Ann doesn’t express an opinion on this.  She lets him know that there are uniforms on the scene and she’ll go by herself if he wants to talk to Azrael, and he refuses to let her go alone, telling her the interrogation will be “quick.”  So he’s not going to arrest her then, even though she had means, motive, and opportunity? Then why isn’t Ann arresting her? Ann isn’t trying to force her to have sex by making empty threats about arrest.

Ann wants to know what happens if Azrael is “resistant” and he says she won’t be, proving he hasn’t paid attention to anything except his boner in their entire relationship.  He’s mad that he has no wiggle room about this and tells himself it’s her own fault, and we are told that he feels tremendous guilt, but I don’t believe that since he has never demonstrated a capacity to feel anything other than anger and lust.

And—chapter!  Three chapters left and then we move on to the third and last book in the series.  The writer must be leaving the reveal about whether Oren is female-to-male trans as the final twist.

The eleventh-hour reveal that Ann Kennedy is his partner—well, I guess that’s as close to an ineffective governing mechanism as could be put on him.  As a woman, Ann will never threaten his dominance as an alpha male and he can dismiss anything she says because she’s a helpless vagina-haver.  I will bet the farm that no captain ever shows up, because as an alpha male Wesley can never have another man in a position of authority over him lest his penis shrink. 

This chapter does prove that Oren is the smartest opponent Azrael’s ever had, which isn’t saying much as the last one was Dr.

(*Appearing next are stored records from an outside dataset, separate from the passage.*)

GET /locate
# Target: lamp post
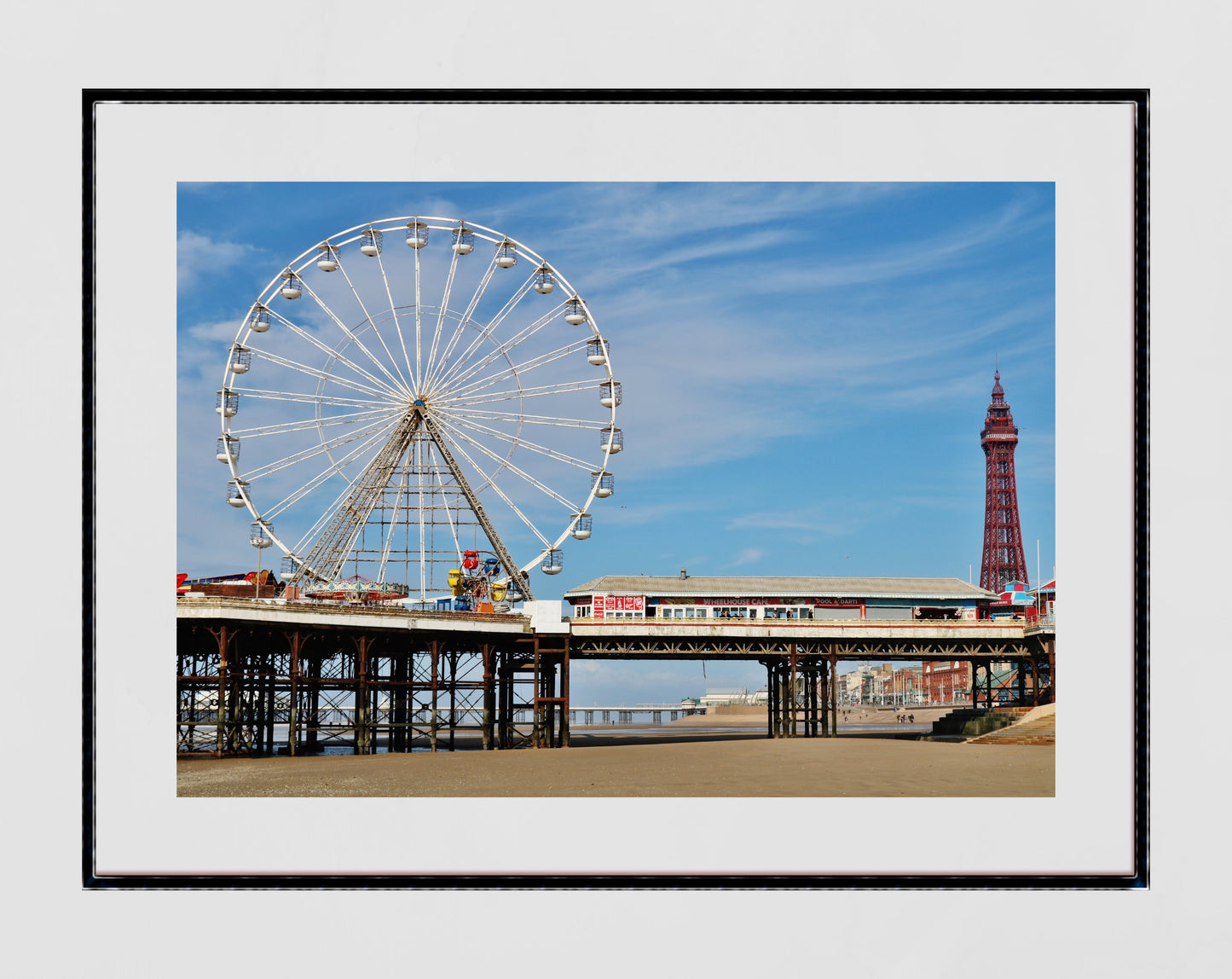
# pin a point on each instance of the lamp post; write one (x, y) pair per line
(260, 539)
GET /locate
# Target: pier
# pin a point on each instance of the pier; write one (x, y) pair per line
(263, 677)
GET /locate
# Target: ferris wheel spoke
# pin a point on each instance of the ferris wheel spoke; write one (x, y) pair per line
(318, 374)
(462, 369)
(330, 470)
(523, 444)
(393, 523)
(523, 392)
(431, 382)
(399, 385)
(299, 397)
(334, 354)
(324, 448)
(547, 491)
(517, 370)
(302, 425)
(397, 321)
(448, 514)
(440, 317)
(530, 420)
(490, 481)
(329, 408)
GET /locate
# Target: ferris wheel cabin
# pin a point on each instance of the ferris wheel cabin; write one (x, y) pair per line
(575, 313)
(291, 287)
(581, 527)
(259, 322)
(604, 484)
(227, 449)
(464, 240)
(597, 351)
(543, 280)
(417, 235)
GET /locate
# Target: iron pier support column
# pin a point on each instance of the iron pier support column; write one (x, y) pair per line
(564, 696)
(770, 697)
(834, 694)
(435, 674)
(489, 694)
(219, 730)
(792, 698)
(362, 735)
(293, 719)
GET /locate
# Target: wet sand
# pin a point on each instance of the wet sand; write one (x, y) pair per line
(668, 762)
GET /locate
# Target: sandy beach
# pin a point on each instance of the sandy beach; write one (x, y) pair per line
(675, 760)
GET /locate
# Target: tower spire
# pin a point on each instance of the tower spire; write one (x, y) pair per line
(1003, 558)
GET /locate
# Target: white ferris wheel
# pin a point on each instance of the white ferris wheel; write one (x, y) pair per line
(385, 411)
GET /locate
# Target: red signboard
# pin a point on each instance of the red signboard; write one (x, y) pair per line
(605, 603)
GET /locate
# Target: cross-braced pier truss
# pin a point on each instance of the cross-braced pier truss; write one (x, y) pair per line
(255, 689)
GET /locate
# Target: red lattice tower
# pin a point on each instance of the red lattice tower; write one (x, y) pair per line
(1003, 539)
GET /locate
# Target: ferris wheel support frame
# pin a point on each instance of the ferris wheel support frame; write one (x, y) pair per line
(468, 390)
(498, 545)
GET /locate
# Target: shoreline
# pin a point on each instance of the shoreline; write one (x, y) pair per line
(661, 763)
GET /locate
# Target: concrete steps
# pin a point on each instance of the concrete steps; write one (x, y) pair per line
(976, 721)
(1035, 732)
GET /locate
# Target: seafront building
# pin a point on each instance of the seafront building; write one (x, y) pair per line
(777, 598)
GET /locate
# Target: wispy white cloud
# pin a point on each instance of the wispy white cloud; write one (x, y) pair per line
(748, 556)
(200, 254)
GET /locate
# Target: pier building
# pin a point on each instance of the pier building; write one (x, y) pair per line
(758, 598)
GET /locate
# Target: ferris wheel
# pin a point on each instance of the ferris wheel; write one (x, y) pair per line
(390, 407)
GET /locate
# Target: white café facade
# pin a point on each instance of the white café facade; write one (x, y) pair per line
(770, 598)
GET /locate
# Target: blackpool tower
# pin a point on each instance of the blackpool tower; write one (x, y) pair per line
(1003, 539)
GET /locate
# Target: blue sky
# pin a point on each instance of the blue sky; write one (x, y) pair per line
(805, 367)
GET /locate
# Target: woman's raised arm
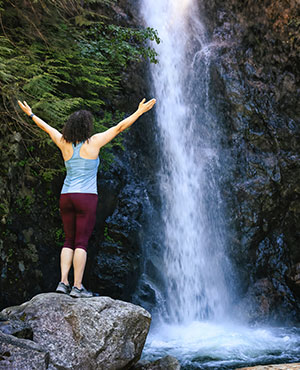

Chiles.  However, I don’t think Oren is making a rational cost-benefit analysis here about the short-term pleasure of strapping Azrael to the torture table and going to town versus the long-term pleasure of being free for many years to continue torturing and killing.  His mistake here is making this personal between them.  Since he’s rich, he should just pack himself, Dory, and Myer up and find another town to kill sex workers in, but we know that won’t happen because then Azrael would be defeated and we can’t have that.